Like the research suggesting the current boosters are no better than the old ones, both these studies are based on small numbers of people and have yet to undergo peer review. In other words, there’s still a lot of work to do to understand the nuances of our immune response to this virus. These questions are made all the more complex by the increasingly variable levels of exposure to vaccination and the virus—some people have been vaccinated but never boosted, others have had anywhere from 3 to 5 shots, some none at all, and within these groups, most people have been infected by one or more strains of the virus.

The urgency to answer questions about the value of updated vaccines amid their controversial rollout is understandable. Pharma companies have not always moved fast enough to provide robust data on covid products that are already being widely used. And arriving at a complete understanding of their value is essential to crafting a sensible strategy for future boosters.

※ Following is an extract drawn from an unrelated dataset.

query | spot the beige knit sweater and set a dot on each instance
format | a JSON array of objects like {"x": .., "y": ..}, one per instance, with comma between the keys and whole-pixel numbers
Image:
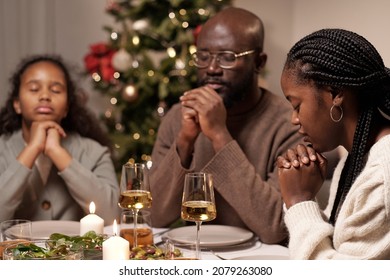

Data on the first few weeks after infection is just another snippet of information in that quest. I hope that other, more essential information will arrive soon, like whether our immune response to updated vaccines matures over time, and whether the shots’ protection against serious disease can last through the entire winter and spring.

But while the jury is out on whether these vaccines brought out in America are truly better than the old ones that people got, there’s no reason for at-risk people not to go get one. 

Lisa Jarvis is a Bloomberg Opinion columnist covering biotech, health care and the pharmaceutical industry.